A dynamical theory of structures solids. I Basic developments

Abstract

Based on the well-accepted notion of a Bravais lattice of a crystal at the atomic scale and with particular reference to inelastic behaviour of materials, this paper is concerned with the construction of a macroscopic dynamical theory of solids which incorporates the effect of the presence of the atoms and their arrangements. The theory incorporates a wide variety of microstructural processes occurring at various physical scales and has a range approaching the atomic scale. These processes include the effect of the motion of individual dislocations, which are modeled here as continuous distributions at the macroscopic scale.
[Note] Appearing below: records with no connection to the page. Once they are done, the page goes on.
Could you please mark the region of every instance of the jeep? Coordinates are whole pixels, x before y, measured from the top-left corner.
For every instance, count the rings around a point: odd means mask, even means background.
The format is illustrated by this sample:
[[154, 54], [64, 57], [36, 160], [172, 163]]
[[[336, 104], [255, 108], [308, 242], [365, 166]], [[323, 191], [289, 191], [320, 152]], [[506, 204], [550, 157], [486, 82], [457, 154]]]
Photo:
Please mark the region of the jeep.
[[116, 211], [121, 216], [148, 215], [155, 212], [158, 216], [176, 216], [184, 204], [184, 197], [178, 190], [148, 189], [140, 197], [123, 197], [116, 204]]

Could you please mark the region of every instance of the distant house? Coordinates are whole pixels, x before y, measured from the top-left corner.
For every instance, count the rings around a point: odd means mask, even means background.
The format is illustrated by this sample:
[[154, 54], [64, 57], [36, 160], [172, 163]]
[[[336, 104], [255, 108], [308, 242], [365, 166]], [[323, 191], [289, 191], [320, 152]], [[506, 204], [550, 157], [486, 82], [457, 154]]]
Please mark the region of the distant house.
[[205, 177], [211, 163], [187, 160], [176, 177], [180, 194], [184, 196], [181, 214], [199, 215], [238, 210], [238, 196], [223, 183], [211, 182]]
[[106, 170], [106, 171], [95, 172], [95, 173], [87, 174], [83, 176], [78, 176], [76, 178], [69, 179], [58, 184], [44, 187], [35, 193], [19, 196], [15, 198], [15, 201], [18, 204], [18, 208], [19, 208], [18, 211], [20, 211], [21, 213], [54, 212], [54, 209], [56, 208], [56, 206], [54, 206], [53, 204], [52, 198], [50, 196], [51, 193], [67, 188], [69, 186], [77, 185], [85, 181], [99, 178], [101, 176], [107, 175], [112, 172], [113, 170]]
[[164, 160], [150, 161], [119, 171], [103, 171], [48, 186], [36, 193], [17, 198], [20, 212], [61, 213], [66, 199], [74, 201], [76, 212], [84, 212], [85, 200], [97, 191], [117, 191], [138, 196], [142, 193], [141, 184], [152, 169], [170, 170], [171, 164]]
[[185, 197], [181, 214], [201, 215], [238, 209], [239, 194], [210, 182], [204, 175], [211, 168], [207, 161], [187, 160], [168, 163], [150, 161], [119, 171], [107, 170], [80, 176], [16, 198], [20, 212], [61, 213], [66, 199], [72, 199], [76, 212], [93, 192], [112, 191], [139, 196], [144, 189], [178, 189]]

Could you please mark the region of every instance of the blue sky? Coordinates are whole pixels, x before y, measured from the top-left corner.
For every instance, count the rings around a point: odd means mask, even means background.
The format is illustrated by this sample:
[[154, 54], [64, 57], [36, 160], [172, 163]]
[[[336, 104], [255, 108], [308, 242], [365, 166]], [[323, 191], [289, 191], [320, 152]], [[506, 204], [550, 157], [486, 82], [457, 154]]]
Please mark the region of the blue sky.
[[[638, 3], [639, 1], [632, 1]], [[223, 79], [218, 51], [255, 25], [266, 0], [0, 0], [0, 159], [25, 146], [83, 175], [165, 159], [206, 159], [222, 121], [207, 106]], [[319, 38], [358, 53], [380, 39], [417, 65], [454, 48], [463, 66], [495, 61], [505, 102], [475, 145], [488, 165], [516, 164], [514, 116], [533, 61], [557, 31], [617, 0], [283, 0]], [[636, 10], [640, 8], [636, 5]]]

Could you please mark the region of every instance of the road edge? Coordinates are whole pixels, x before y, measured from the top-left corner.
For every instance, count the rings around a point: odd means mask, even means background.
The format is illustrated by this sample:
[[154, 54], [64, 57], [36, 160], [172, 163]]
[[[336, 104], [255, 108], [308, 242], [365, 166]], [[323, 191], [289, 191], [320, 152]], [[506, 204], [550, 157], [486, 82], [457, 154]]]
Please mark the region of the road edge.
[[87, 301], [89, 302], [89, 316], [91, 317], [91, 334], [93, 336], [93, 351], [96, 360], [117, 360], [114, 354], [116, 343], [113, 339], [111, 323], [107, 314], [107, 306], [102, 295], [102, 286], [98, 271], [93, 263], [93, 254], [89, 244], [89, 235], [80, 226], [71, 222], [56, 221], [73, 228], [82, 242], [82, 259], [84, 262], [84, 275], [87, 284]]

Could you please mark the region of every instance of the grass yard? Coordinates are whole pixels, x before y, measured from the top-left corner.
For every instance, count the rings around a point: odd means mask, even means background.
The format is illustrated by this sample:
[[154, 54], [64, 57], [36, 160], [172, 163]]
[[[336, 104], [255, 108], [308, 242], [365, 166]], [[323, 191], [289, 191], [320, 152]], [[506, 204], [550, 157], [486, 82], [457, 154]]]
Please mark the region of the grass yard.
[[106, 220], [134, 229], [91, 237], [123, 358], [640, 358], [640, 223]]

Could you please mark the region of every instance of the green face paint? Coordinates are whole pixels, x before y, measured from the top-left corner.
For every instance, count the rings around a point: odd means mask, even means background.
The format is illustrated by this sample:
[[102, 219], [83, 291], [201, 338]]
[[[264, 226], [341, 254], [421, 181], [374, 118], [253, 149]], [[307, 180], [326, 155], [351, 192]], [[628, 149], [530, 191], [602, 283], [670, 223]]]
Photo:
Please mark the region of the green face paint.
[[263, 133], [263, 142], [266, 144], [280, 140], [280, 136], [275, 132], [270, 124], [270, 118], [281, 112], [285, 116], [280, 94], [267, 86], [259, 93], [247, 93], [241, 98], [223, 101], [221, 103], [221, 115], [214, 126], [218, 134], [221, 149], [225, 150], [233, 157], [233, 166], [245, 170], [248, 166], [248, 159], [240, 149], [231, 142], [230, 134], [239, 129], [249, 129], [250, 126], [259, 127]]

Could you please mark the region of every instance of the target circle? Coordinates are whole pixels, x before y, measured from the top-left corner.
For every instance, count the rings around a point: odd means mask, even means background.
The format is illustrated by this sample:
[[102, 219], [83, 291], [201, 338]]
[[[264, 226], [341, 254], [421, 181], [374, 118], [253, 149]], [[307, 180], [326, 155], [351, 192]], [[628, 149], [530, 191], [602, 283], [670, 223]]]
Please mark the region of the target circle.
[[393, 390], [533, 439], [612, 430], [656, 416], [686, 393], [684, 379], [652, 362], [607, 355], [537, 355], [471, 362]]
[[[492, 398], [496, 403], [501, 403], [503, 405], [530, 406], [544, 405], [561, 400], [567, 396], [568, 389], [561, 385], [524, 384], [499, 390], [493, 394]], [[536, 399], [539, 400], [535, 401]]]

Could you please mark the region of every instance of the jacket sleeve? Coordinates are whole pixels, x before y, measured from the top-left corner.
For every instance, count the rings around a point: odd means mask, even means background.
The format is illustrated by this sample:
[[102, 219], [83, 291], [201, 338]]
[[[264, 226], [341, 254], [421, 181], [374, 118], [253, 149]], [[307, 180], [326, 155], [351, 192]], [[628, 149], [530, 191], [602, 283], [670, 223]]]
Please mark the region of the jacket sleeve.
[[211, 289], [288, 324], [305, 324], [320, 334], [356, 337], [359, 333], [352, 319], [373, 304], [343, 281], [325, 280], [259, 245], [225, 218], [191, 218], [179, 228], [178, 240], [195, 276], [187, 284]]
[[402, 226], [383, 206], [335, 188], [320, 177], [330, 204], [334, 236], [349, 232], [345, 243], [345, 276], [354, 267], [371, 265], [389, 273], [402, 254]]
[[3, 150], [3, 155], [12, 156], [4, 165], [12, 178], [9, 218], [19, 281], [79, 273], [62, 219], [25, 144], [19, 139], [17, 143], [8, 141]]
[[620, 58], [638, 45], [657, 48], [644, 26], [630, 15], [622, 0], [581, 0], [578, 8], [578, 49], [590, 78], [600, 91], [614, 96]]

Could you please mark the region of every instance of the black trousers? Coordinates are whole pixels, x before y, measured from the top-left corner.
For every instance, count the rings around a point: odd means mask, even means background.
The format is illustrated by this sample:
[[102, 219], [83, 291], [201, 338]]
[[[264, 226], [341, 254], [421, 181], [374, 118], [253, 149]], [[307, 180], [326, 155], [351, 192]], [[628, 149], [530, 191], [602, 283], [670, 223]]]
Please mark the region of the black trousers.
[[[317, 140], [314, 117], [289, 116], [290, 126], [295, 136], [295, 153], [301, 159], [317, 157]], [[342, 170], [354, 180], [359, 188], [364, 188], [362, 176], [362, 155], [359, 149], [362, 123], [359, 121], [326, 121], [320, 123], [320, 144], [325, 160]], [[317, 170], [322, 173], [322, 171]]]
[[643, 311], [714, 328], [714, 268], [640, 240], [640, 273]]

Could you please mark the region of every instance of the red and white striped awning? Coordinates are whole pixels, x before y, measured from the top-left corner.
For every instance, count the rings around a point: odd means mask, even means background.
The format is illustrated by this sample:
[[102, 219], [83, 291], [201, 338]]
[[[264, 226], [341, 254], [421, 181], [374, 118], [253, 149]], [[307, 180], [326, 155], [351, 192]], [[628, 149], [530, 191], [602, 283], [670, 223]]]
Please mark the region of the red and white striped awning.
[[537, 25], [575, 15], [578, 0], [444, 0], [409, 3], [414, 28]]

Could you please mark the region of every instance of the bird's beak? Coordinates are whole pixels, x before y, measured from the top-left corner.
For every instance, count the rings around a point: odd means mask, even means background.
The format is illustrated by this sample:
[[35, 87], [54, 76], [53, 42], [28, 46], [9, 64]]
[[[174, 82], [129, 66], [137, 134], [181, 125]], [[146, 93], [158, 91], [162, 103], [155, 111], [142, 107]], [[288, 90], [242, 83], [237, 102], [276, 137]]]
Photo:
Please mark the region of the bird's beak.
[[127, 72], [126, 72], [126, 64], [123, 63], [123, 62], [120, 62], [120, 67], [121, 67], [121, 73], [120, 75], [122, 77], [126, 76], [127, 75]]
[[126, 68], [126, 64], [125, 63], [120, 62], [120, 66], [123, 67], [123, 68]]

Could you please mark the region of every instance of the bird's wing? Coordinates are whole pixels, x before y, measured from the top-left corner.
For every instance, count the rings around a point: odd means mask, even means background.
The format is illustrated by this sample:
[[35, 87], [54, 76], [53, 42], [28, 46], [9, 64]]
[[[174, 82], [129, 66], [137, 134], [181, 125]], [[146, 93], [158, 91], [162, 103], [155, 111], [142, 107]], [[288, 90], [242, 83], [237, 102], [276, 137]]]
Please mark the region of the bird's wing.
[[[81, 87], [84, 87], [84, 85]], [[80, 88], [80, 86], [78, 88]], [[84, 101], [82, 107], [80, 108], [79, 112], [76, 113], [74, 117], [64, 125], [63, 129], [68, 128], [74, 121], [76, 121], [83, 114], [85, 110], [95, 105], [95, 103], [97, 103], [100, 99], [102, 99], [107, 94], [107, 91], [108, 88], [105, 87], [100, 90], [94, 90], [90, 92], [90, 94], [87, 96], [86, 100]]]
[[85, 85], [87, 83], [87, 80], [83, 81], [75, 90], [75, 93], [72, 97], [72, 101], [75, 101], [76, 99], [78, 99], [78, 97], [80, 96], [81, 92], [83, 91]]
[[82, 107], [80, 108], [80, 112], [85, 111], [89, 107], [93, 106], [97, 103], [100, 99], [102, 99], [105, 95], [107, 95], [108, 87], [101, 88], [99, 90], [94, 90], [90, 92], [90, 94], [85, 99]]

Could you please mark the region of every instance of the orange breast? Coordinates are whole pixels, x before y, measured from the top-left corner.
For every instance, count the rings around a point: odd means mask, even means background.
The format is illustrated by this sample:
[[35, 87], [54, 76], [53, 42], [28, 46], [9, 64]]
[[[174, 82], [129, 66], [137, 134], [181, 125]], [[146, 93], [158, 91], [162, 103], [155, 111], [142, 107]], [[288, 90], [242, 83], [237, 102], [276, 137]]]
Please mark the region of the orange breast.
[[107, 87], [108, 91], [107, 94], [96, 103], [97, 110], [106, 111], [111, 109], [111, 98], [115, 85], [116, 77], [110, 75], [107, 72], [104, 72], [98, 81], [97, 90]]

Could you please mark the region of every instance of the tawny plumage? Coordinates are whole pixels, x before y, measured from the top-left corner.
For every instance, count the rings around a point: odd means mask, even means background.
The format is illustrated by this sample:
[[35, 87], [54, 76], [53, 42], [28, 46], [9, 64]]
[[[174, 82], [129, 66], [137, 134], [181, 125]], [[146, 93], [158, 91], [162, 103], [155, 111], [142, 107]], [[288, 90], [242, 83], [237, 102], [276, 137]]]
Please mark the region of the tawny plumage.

The formulation of the basic theory, apart from the kinematical and kinetical variables employed in classical continuum mechanics, utilizes a triad of independent vector-valued variables — called directors — (or an equivalent tensor-valued variable) which represent the lattice vectors and are determined by additional momentum -like balance laws associated with the rate of change of lattice deformation in the spirit of a Cosserat (or directed) continuum. A suitable composition of the triad of directors and the ordinary deformation gradient is identified as a measure of perm anent or plastic deformation, the referential gradient of which plays a significant role in the kinematics of lattice defects. In particular, a uniquely defined skew-symmetric part of the gradient of plastic deformation is identified as a measure of the density of dislocations in the crystal. The additional momentum -like balance laws associated with the rate of lattice deformation include the effect of forces necessary to maintain the motion of dislocations, as well as the inertia effects on the microscopic and submicroscopic scales arising from the director fields. The basic theoretical developments also provide important clarifications pertaining to the structure of the constitutive response functions for both viscoplasticity and (the more usual) rate independent plasticity.